Marty E. sings, “Don’t go chasing those northern lights / They’re right outside your front door / All who wander aren’t lost / We who wander aren’t lost / Pictures inside of heaven / How could you ask for more? / All who wander aren’t lost / We who wander aren’t lost.”

“It’s all about hanging out with your favorite person at that big blue lake, whichever one you prefer,” said Marty E., who lives near Lake Superior. “One of my friends … told me that the song has a ramshackle beauty about it, kinda like The Replacements.”

Benevolent Criminal

Marty E.’s Benevolent Criminal journey started while living in New York City. He previously played drums in several renowned rock bands, including The Dirty PearlsThe Sex Slaves and The Union Dead, and fronted Midnight Crisis, a post-punk / hard-rock project.

By 2019, Marty E. relocated to Michigan and brought a guitar with him that his girlfriend had found inside her old Queens apartment building laundry room. Once the pandemic lockdown hit in spring 2020, he was ready to start playing that guitar.

“I did these video lessons, and I said, ‘Why don’t I try writing a song,’ and I wrote ‘Waterfall,’” said Marty E., who also performed with Lady Gaga during his stint in The Dirty Pearls. “It’s simple chords, and it’s all about the placement and the rhythm and what you do with this string here and there.”

That initial song led Marty E. to hone his guitar-playing and songwriting skills throughout the pandemic.

“A lot of us found ways as I like to profanely put ‘turn chicken shit into chicken salad.’ A lot of people did that and they took the time to reevaluate,” he said. “I did the same, too. I would almost start writing songs to practice playing guitar. It’s fun to write music … and if you love music, it’s sort of its own reward.”

As a reward, Marty E. identified six songs that would lead to the creation of Benevolent Criminal. He collaborated with co-producers/guitarists Keith Killoren and Jaime Hansen, guitarist Michael Pully and bassist Noah Smit to record the EP at Hansen’s Eau Claire, Wisconsin studio in late 2021 and early 2022.

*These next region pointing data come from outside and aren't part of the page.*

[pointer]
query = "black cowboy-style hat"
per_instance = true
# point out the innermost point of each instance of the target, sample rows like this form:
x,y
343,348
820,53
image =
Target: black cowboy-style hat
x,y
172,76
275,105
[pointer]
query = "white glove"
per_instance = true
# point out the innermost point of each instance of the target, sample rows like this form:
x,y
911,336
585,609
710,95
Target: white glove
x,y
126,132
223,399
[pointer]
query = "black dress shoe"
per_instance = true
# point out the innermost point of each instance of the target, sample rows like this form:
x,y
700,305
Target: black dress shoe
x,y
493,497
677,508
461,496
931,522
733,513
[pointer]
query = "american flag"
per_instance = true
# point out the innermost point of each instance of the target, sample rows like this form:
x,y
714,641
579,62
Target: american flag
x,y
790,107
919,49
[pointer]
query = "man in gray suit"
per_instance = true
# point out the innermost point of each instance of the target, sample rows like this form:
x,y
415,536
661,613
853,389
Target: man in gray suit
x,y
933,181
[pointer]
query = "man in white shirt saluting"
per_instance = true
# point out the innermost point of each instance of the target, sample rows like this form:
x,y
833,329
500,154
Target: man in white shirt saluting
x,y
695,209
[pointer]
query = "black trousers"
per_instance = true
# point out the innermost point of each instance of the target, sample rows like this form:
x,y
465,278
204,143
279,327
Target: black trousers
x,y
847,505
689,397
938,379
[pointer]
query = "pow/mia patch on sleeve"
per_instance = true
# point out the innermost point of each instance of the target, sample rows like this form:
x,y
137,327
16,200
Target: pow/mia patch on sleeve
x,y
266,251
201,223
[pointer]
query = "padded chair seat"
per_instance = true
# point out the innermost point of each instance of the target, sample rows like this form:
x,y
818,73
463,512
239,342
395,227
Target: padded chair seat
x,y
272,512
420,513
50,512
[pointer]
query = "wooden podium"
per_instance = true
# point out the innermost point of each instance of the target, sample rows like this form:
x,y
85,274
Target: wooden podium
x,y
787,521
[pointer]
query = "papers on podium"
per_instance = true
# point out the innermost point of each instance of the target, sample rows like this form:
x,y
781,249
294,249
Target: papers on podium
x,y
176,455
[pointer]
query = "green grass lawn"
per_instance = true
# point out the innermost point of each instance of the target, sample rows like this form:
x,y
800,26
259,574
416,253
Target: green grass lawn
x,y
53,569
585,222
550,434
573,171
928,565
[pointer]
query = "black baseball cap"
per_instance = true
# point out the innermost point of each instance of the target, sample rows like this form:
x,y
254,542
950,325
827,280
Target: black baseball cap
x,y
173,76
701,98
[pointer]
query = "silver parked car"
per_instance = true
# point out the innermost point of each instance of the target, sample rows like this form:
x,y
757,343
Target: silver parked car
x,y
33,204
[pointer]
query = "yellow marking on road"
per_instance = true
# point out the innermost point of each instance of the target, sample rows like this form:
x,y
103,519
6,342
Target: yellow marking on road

“I’ve always wanted to make a record called Benevolent Criminal since I was in college. My publishing name with ASCAP is Benevolent Criminal, so I decided that this was gonna be it,” said Marty E., who ran a crowdfunding campaign to fund pressing and releasing the EP on vinyl.

“I had those guys and my friend Jaime Hansen play some guitar on it, and he engineered and co-produced the record with me, too. I played most of the guitars on it, but I had those guys help me out with some additional guitars on ‘The Radio’ and on ‘One Way Down.’”

Fans can now purchase a copy of Benevolent Criminal on 10-inch vinyl via Marty E.’s Etsy store. The EP will also be available on CD and streaming platforms later this spring.

Looking ahead, Marty E. continues to write new material and wants to record a full-length album soon. He’s even booking live shows, including a May 13 performance at Superior Culture in Marquette.

“I have a bunch of new stuff that I have structural skeletons for … and maybe like a verse or two or a chorus or something lyric-wise,” Marty E said. “I’m gonna start demoing those really soon.”